Модернистские антипатии
Несмотря на то что Тэффи часто общалась с символистами и они оказывали влияние на ее поэзию, ее симпатия к ним не была безграничной, однако никто не вызывал у нее такого неприятия, как московский поэт Андрей Белый (1880–1934). С особым пылом оно сказалось в ее рецензии на поэтический сборник Белого «Пепел», опубликованной в «Речи» в конце 1908 года148.
Тэффи критиковала «Пепел» не за обычные для этого поэта словесные выверты, но за то, что он неожиданно обратился к темам и стилю гражданской поэзии таких мастеров XIX века, как Н. А. Некрасов (1821–1878). В итоге, резюмирует она, книга получилась «назойлива и скучна. <…> Бедные слова в бедных сочетаниях» [Клягина 1999a: 267]. Через несколько дней, как впоследствии вспоминала Тэффи, редактор «Речи» и лидер кадетской партии П. Н. Милюков (1859–1943) предложил прислать ей копию письма в защиту Белого, написанного Гиппиус (под псевдонимом Антон Крайний), чтобы Тэффи могла ответить на него в том же номере [Тэффи 2004: 224] («Зинаида Гиппиус»)149.
В письме Гиппиус, в равной мере и защищавшем Белого, и дававшем отповедь автору рецензии, говорилось, что всякий, кто не понимает гениальности строк Белого «Над страной моей родною / Встала Смерть», «не знает… ни что такое “родина”, ни “смерть”, ни “встала”» [Клягина 1999a: 273]. В заключение говорилось:
Ни мне, ни Андрею Белому, ни всем нам, живым, до вас нет никакого дела. У меня есть родина, у меня есть мое человеческое сердце, мой сегодняшний час, моя жизнь, моя смерть, наша жизнь, наша смерть… А вам, конечно, в голову никогда не приходило, что есть жизнь, есть смерть [Клягина 1999а: 275].

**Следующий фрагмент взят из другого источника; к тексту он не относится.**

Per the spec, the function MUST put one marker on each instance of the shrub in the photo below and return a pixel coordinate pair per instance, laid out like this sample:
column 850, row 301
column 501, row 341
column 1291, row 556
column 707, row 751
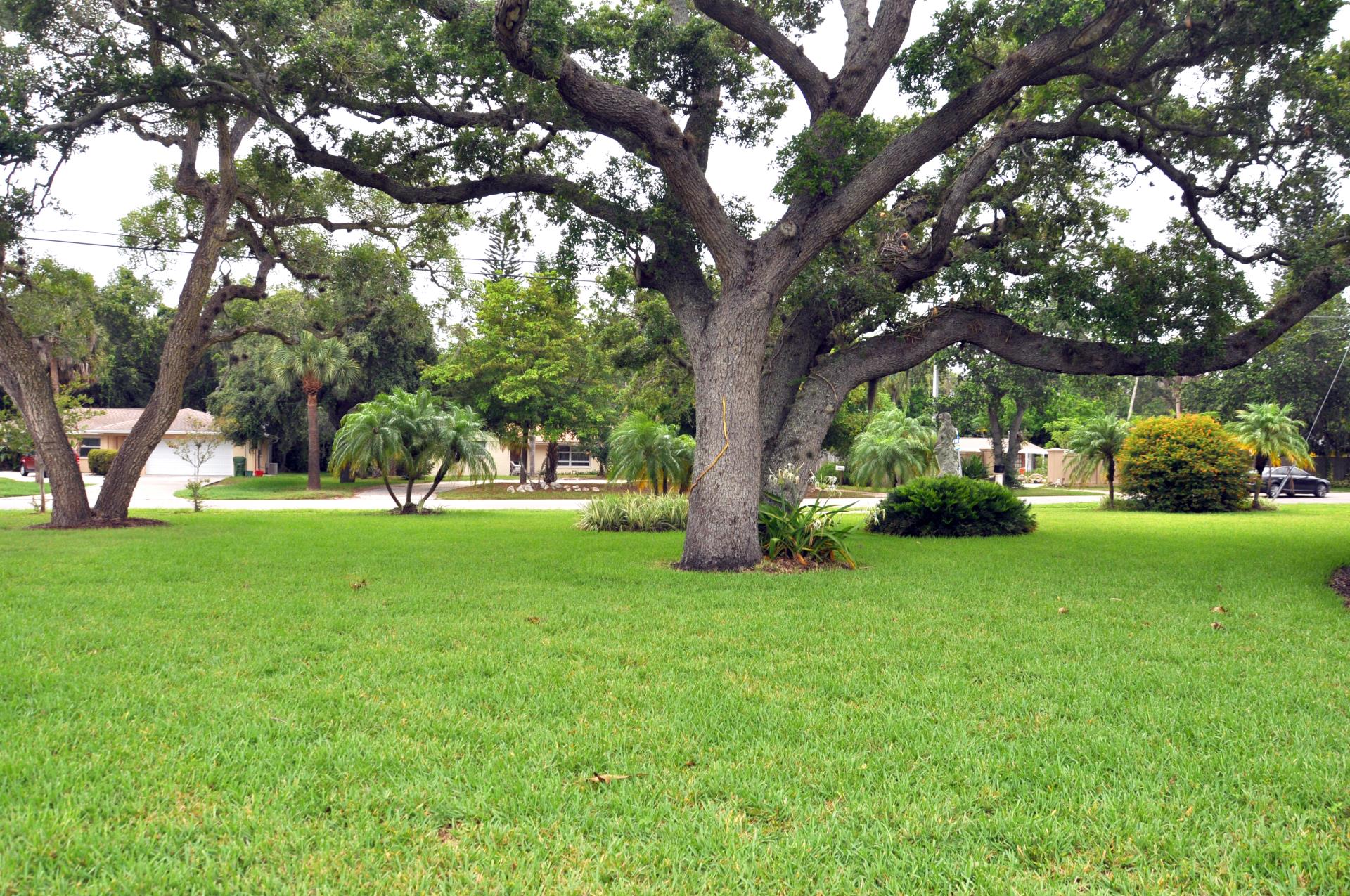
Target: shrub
column 101, row 459
column 635, row 513
column 1184, row 465
column 972, row 467
column 952, row 507
column 805, row 533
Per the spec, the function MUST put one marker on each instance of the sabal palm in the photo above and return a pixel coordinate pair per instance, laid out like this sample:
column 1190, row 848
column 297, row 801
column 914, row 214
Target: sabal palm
column 893, row 450
column 1097, row 443
column 312, row 363
column 1269, row 432
column 644, row 451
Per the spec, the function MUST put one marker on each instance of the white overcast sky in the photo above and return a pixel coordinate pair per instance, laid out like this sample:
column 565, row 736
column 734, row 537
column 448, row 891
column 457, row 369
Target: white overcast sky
column 110, row 178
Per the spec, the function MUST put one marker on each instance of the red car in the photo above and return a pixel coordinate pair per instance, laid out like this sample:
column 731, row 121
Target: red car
column 29, row 465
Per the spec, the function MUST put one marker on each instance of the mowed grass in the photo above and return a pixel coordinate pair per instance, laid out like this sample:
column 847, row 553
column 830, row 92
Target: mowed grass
column 290, row 486
column 215, row 708
column 20, row 488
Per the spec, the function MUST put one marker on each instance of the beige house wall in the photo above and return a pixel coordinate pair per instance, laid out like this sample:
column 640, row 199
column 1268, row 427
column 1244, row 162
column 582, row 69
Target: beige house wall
column 501, row 457
column 1058, row 470
column 112, row 441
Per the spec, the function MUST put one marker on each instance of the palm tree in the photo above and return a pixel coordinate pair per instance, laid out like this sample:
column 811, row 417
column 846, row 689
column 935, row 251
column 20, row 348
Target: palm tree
column 893, row 450
column 644, row 451
column 412, row 431
column 459, row 440
column 1097, row 443
column 314, row 363
column 371, row 438
column 1269, row 432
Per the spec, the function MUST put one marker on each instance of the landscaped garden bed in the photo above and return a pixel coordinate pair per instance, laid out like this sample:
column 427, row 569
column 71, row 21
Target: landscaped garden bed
column 355, row 702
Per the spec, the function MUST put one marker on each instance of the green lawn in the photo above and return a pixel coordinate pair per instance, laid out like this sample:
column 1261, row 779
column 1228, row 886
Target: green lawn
column 20, row 488
column 214, row 708
column 290, row 486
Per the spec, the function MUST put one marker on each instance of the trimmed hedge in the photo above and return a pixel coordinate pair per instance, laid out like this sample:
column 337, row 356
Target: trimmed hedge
column 1184, row 465
column 952, row 507
column 101, row 459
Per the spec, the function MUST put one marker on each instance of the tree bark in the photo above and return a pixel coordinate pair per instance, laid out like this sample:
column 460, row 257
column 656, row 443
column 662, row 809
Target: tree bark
column 312, row 483
column 551, row 463
column 1009, row 447
column 23, row 378
column 524, row 447
column 728, row 460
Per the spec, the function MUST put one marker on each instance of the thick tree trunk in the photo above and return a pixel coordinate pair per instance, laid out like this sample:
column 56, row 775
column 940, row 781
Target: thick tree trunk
column 1006, row 448
column 180, row 355
column 724, row 502
column 23, row 378
column 312, row 483
column 551, row 463
column 524, row 447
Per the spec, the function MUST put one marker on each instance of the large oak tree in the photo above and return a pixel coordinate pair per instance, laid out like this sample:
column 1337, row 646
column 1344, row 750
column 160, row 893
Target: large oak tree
column 1020, row 117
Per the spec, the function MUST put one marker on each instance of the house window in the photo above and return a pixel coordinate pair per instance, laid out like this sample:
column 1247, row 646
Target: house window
column 573, row 456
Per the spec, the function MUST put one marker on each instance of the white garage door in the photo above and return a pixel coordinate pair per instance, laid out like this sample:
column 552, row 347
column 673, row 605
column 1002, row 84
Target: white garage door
column 165, row 463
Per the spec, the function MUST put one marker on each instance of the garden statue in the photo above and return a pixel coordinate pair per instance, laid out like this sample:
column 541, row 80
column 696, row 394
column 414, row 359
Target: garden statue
column 948, row 456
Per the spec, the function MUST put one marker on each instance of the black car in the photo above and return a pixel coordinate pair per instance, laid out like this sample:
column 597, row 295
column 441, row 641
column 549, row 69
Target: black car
column 1299, row 481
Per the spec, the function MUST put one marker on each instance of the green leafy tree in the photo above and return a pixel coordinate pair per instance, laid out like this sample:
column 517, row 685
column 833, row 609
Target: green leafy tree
column 1098, row 443
column 1021, row 118
column 314, row 365
column 1269, row 432
column 893, row 450
column 527, row 368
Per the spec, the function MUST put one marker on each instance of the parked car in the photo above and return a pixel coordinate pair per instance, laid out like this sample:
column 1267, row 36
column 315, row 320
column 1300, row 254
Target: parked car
column 29, row 465
column 1299, row 481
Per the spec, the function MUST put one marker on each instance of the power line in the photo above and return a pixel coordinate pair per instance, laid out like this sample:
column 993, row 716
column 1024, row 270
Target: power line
column 184, row 252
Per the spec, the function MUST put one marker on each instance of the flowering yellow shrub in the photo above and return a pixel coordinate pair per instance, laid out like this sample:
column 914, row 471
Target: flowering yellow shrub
column 1184, row 465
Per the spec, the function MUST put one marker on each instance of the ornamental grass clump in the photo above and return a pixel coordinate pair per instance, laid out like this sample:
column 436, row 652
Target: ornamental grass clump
column 952, row 507
column 1184, row 465
column 635, row 513
column 808, row 535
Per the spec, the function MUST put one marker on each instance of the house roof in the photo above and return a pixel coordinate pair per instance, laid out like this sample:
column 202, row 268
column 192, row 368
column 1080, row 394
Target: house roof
column 974, row 444
column 120, row 420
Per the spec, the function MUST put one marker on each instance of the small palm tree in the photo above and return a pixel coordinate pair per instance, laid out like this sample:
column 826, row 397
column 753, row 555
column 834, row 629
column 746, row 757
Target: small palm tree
column 314, row 363
column 371, row 438
column 644, row 451
column 894, row 448
column 413, row 431
column 1269, row 432
column 459, row 440
column 1097, row 443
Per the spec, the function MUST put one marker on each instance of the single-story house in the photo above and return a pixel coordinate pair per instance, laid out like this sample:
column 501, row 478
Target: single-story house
column 110, row 427
column 572, row 456
column 1060, row 472
column 971, row 447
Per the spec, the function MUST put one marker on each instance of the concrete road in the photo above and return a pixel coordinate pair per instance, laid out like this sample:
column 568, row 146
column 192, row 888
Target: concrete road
column 157, row 493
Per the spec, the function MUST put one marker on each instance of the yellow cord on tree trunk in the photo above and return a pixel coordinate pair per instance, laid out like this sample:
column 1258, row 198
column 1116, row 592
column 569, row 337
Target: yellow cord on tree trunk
column 726, row 436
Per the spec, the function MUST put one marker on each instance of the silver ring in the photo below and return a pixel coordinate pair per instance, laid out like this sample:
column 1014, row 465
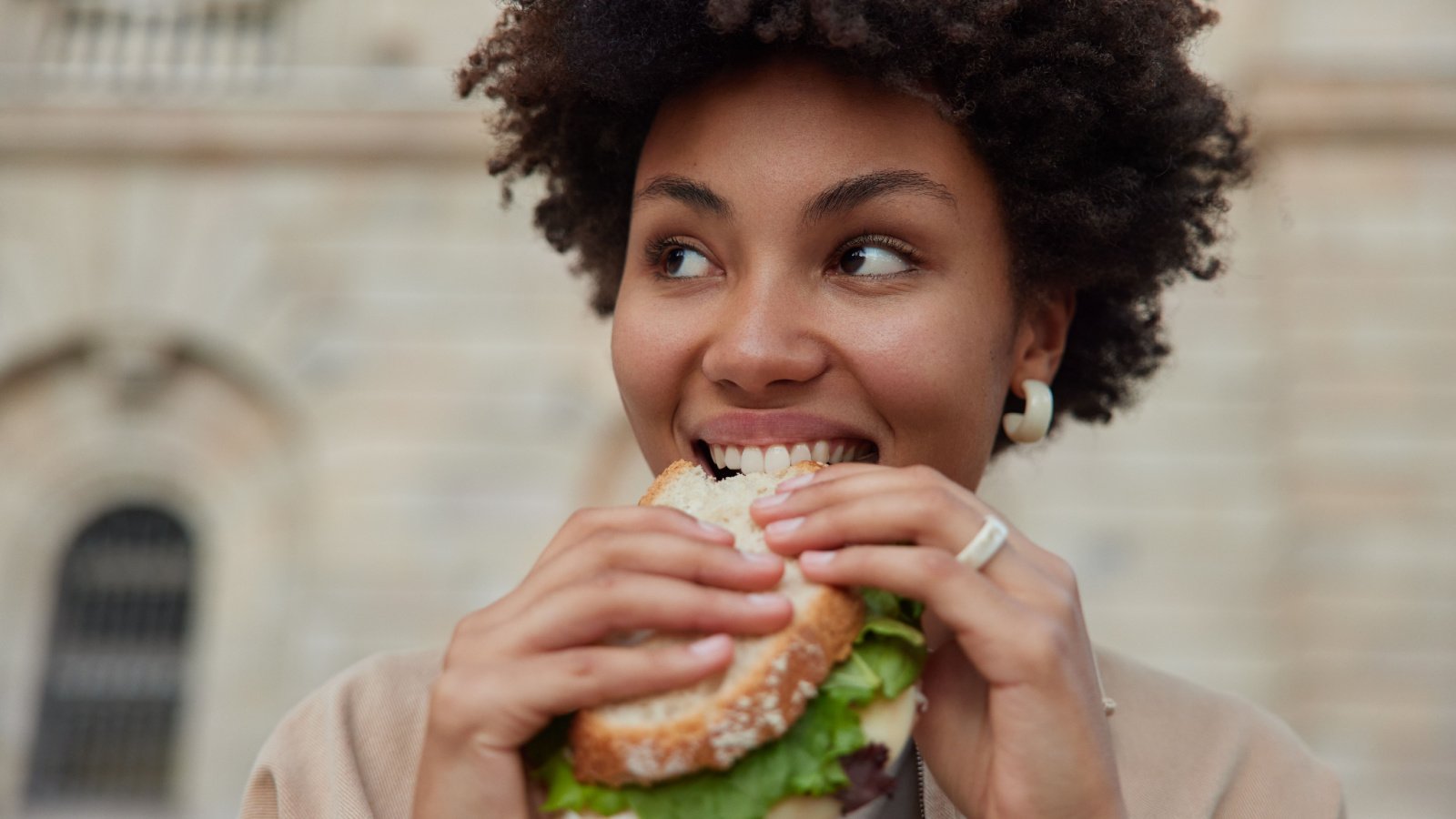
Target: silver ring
column 985, row 545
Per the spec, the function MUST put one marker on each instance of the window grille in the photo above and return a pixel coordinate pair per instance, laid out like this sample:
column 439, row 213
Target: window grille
column 159, row 46
column 114, row 672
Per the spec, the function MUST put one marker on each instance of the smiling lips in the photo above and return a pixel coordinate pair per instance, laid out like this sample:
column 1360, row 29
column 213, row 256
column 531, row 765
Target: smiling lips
column 781, row 455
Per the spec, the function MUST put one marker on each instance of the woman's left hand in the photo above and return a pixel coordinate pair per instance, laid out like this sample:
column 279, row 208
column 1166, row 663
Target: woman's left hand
column 1016, row 724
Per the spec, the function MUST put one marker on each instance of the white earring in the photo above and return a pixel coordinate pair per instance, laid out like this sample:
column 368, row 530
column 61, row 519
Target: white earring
column 1033, row 424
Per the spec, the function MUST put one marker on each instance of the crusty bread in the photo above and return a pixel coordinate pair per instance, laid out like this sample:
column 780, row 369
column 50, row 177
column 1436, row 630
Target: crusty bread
column 887, row 722
column 764, row 690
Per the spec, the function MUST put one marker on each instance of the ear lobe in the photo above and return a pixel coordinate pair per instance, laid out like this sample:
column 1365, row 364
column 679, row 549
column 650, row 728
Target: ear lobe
column 1043, row 337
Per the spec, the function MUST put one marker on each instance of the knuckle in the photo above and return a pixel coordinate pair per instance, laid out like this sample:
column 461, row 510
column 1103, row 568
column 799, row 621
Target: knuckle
column 582, row 518
column 1063, row 573
column 1045, row 644
column 453, row 702
column 924, row 474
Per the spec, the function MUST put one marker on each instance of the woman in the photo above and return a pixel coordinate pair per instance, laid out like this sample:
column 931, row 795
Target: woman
column 883, row 223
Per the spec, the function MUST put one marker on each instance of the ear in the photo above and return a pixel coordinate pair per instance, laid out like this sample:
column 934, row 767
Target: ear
column 1041, row 337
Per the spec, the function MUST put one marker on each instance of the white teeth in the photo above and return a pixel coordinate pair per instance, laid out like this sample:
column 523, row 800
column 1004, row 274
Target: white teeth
column 752, row 460
column 776, row 458
column 781, row 455
column 820, row 452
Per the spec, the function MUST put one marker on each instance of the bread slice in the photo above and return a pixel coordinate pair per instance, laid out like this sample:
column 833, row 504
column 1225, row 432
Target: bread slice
column 718, row 720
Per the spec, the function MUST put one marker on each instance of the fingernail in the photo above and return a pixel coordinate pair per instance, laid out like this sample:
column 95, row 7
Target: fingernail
column 784, row 526
column 715, row 530
column 710, row 646
column 795, row 482
column 815, row 559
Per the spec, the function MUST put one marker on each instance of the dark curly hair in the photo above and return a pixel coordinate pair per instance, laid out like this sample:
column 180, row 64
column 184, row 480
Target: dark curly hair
column 1110, row 155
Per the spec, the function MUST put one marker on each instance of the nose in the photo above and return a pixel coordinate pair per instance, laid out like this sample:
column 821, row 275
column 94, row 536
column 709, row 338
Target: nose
column 764, row 337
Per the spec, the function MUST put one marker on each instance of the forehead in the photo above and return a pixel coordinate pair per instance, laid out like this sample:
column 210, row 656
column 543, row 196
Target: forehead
column 795, row 121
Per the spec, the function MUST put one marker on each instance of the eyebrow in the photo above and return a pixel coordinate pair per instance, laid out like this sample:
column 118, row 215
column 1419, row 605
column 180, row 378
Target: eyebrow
column 688, row 191
column 855, row 191
column 841, row 197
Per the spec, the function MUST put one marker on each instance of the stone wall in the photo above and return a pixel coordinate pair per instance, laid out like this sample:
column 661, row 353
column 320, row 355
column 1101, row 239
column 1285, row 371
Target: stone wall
column 293, row 312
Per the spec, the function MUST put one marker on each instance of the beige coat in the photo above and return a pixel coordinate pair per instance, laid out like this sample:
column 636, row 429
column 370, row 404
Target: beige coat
column 349, row 751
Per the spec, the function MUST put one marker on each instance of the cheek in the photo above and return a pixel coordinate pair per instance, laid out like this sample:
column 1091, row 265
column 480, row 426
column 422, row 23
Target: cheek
column 647, row 361
column 938, row 378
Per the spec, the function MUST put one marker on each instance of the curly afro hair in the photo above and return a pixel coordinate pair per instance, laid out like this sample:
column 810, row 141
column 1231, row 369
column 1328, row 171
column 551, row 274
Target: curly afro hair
column 1110, row 155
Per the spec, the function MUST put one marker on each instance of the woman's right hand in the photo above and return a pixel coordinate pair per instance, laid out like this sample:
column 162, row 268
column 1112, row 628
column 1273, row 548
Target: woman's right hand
column 536, row 652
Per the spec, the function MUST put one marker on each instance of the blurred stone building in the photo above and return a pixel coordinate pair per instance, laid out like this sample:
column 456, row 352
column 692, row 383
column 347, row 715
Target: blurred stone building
column 281, row 387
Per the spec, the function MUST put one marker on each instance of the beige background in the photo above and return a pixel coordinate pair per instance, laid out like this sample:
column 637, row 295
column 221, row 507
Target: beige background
column 268, row 285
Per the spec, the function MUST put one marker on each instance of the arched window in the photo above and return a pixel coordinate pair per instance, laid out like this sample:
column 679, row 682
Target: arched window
column 114, row 672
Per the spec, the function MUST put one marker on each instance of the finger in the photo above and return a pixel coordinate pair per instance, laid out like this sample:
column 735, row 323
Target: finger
column 616, row 602
column 502, row 704
column 983, row 618
column 866, row 509
column 925, row 518
column 635, row 519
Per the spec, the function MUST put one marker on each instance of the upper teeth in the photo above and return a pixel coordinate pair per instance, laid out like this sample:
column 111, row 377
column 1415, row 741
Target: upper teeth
column 781, row 455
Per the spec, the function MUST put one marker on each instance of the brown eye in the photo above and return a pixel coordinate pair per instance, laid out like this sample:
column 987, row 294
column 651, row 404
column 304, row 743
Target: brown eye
column 684, row 263
column 868, row 259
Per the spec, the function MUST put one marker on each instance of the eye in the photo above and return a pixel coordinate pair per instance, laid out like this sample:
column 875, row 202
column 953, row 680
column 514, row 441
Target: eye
column 871, row 261
column 681, row 261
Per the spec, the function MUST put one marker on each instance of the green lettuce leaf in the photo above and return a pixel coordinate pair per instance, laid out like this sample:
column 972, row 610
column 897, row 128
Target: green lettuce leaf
column 887, row 658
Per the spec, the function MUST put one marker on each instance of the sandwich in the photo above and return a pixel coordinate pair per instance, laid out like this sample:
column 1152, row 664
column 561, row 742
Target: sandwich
column 807, row 722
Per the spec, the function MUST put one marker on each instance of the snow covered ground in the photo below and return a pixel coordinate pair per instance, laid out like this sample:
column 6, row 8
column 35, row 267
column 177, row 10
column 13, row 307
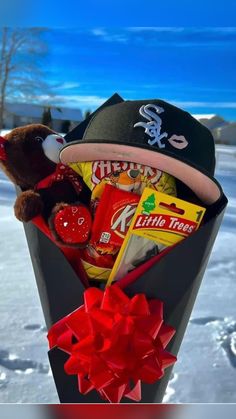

Как писала Тэффи, она была до такой степени «ошеломлена» этой атакой ad hominem, что отреагировала на нее с несвойственной ей злостью [Тэффи 2004: 224]. Она отказывала строкам Белого в гениальности, отмечая, что с 1906 года «в прогрессивных газетах не было буквально ни одной передовой статьи без слов “призрак смерти и разложения навис над Россией”. <…> И вот пришел “гений” и… сказал то же самое – и это откровение» [Клягина 1999a: 276] («Чающие от юродивого»). Тэффи была особенно уязвлена обвинением в том, что она, принявшая столь активное участие в революционной борьбе, не знает значения слов «родина» и «смерть», причем прозвучавшим из уст той, которая тогда отсиделась за границей: «Мы прожили страшные годы. Но вас тогда не было с нами» [Клягина 1999a: 277]. В конце концов ее гнев вылился в ничем не обуздываемую – и недостойную – нападку на Белого: «…не люблю его, старого слюнтяя и кривляку» [Клягина 1999a: 278]. В книге воспоминаний «Между двух революций» Белый отреагировал на наскок Тэффи со своеобразной свирепой ухмылкой: «Я горжусь: Тэффи так не понравились эти строки, что она высказалась печатно: “Не люблю этого старого слюнтяя”» [Белый 1934: 199].